We started eBay earlier this year. Took eight months to go from a few orders a day to about 30. Now, with more sellers jumping into PLA (pay-per-click ads), I’m watching it drop to maybe 10 orders a day. It’s not just a dip — it’s a cliff.
The problem: our category doesn’t work well with PLA. We’re shipping from a mix of 3PL and FBA inventory, and our logistics costs are already 30% higher than Amazon FBA. To compete on price, we already have to undercut our own Amazon listings. Adding PLA would just burn money.
It feels like eBay is forcing PLA onto everyone. They’ve taken over positions 1–4, 14–16, 29–32, 39–42 on search results. Every week, it spreads further.

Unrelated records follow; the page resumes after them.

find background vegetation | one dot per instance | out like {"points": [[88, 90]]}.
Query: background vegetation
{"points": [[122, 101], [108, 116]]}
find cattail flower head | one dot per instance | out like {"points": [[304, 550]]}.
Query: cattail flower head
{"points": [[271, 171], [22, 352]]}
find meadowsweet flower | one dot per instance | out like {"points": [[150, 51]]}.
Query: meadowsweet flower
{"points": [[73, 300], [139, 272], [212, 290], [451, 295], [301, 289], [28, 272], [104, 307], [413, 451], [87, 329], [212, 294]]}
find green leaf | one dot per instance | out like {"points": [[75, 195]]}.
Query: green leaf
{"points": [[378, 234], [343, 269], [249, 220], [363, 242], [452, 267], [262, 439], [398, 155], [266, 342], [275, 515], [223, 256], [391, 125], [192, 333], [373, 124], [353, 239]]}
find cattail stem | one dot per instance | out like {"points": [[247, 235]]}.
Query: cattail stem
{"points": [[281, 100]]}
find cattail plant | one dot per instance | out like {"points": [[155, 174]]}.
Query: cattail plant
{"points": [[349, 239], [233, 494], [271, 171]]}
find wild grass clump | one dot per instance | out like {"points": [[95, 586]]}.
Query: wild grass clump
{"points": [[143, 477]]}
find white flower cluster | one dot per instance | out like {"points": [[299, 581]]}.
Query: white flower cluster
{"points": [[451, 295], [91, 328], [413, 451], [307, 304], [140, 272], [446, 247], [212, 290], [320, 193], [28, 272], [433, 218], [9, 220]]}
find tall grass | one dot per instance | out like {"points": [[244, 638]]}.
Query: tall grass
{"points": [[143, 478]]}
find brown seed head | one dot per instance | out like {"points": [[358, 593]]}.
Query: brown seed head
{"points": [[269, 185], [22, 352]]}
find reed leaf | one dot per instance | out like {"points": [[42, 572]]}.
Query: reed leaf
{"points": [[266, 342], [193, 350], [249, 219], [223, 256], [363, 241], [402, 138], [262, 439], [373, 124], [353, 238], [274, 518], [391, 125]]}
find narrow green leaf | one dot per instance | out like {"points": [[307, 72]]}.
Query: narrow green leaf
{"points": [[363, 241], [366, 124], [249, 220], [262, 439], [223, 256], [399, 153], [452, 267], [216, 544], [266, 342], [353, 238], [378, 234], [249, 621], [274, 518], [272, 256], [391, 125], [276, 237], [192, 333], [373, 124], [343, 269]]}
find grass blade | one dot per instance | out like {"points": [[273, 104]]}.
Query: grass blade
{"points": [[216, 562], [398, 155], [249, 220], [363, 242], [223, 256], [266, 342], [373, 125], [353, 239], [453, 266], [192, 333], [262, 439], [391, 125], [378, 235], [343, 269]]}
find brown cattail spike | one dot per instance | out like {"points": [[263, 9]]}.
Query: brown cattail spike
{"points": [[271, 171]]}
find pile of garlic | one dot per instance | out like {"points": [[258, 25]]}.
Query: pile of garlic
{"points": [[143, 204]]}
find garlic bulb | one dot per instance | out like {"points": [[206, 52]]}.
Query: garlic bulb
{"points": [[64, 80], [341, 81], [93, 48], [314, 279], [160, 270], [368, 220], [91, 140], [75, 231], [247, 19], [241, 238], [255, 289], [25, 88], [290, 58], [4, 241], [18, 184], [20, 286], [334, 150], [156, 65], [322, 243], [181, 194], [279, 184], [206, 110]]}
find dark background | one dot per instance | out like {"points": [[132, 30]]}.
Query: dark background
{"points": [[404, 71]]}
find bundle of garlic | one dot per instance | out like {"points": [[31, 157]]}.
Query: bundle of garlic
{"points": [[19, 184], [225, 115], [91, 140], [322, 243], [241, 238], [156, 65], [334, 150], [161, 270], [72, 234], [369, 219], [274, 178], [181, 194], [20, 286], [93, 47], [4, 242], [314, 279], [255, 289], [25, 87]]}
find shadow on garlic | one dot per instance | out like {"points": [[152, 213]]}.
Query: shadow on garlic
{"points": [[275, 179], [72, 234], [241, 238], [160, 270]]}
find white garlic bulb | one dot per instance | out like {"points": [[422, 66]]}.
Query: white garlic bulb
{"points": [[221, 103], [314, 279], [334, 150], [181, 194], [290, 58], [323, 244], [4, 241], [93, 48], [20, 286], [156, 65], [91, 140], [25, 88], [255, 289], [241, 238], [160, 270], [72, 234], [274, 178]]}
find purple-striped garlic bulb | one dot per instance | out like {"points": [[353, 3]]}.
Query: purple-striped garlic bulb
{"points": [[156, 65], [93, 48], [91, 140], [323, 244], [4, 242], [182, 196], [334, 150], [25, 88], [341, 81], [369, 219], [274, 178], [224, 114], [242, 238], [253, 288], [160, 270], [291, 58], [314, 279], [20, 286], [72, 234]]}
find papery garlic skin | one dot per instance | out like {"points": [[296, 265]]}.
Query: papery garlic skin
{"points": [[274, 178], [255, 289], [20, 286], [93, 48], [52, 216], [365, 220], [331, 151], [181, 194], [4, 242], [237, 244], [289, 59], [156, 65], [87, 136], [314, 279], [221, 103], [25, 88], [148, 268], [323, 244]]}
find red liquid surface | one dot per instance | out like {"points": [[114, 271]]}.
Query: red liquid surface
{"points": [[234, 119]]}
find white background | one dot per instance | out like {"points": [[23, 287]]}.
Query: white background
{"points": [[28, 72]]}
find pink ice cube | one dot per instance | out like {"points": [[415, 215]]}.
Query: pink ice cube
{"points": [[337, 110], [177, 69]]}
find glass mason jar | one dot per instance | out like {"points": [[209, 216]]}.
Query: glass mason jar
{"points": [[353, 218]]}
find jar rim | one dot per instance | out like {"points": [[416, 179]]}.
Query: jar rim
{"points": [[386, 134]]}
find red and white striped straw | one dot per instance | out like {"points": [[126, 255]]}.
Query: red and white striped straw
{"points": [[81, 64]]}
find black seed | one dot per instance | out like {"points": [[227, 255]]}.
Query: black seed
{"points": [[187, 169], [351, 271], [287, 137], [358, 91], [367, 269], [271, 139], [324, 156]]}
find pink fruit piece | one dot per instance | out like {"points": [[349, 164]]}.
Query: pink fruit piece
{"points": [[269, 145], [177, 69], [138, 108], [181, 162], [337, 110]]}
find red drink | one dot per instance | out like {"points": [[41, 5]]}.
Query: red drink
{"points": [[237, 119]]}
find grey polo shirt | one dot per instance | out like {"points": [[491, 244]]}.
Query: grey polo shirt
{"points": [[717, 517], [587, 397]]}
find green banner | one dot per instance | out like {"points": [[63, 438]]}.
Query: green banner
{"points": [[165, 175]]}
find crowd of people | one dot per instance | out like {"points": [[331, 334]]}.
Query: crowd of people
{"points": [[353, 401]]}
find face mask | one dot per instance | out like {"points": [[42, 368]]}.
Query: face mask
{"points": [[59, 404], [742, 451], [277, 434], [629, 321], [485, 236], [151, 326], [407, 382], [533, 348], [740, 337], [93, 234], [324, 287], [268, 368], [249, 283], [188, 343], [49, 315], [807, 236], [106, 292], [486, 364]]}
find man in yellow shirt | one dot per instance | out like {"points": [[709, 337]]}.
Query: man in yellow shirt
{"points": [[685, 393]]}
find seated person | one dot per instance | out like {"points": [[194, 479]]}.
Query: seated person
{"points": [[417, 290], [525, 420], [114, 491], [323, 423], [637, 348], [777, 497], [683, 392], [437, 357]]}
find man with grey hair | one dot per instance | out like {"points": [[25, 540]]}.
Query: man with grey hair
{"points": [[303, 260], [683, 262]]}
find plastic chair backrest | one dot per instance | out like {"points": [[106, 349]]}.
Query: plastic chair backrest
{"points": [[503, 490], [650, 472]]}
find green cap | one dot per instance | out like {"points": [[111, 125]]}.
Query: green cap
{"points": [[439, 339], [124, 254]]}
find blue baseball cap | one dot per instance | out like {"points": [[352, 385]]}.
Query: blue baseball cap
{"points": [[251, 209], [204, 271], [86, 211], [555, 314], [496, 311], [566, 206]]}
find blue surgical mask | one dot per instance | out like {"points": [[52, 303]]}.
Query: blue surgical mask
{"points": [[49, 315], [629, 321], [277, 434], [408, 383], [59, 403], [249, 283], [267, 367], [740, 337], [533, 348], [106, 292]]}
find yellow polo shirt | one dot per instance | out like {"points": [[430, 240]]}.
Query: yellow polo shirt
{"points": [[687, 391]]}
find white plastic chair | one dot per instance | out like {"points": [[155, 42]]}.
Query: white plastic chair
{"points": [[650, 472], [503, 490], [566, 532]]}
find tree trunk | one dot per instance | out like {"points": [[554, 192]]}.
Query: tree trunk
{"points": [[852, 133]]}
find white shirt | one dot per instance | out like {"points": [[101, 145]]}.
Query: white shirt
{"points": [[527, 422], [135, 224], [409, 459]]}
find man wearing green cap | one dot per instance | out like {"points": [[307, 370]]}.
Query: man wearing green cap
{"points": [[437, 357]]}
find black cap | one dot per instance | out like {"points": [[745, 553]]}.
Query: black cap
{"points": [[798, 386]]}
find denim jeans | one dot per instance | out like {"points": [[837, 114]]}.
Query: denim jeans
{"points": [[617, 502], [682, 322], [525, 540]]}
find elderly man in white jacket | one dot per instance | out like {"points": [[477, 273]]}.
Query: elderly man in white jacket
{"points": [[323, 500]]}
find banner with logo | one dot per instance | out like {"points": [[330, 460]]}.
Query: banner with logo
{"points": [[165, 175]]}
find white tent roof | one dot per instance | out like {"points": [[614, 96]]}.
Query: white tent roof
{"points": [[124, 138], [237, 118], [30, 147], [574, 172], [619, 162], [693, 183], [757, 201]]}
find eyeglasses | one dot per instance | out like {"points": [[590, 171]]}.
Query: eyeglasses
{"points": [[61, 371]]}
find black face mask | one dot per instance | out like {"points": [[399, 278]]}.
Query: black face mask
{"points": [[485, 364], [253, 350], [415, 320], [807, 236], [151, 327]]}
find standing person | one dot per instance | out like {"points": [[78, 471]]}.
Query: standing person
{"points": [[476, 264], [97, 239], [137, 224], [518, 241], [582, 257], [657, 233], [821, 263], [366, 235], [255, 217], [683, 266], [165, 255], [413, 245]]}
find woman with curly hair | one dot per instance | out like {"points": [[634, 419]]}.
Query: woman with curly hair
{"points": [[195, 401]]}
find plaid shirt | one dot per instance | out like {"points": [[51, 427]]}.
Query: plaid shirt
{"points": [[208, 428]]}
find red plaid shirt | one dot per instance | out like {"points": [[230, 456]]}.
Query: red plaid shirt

Then there’s the flood of low-price competitors. Some are selling at prices that don’t even cover our shipping cost. How are they doing that? Are they losing money intentionally?
On top of that, whenever Amazon runs a big sale, eBay orders just disappear. After Prime Day, our eBay orders dropped 75% and never fully recovered.
I’m the one who built this eBay channel from scratch — from a few low-margin orders to a profitable 30/day. Now it’s slipping away. I’ve invested so much time, and I’m not ready to give up. But I don’t know what to do next.
Should we switch to PLA and risk competing against ourselves?
Should we create new listings just for PLA, knowing they’ll cannibalize our organic ones?
Or is eBay just not worth the effort anymore?
If you’ve been through this, what actually worked? I’d appreciate any real advice.
Answers (5)
If you’re already on Amazon and Temu, focus there. eBay can be a supplement, but don’t let it become a distraction.
Some sellers use PLA only for new products to test demand, then rely on organic or PLS (pay-per-sale) for established items. The platform is pushing PLA, but you don’t have to follow every recommendation. Run your own numbers.
If you’re not already focused on your store’s “seller level” and defect rate, that’s where you should start. Also, eBay still works for sellers who keep adding new listings regularly. You don’t need entirely new products — tweak the title and main image, and list it again. eBay isn’t as strict on duplicate listings as Amazon.
If you’re competing against that, you’ll never win on price. Don’t try. Differentiate on service, accuracy, or find a niche they’re not in.
You’ve done great work taking eBay from 1 to 30 orders a day. But that same effort on Amazon could have gotten you to 100 orders. If you’re serious about scaling, consider shifting focus.
That said, there is a niche on eBay: buying distressed inventory from Amazon sellers (dead accounts, liquidations) and reselling. But that requires strong warehouse and inventory management.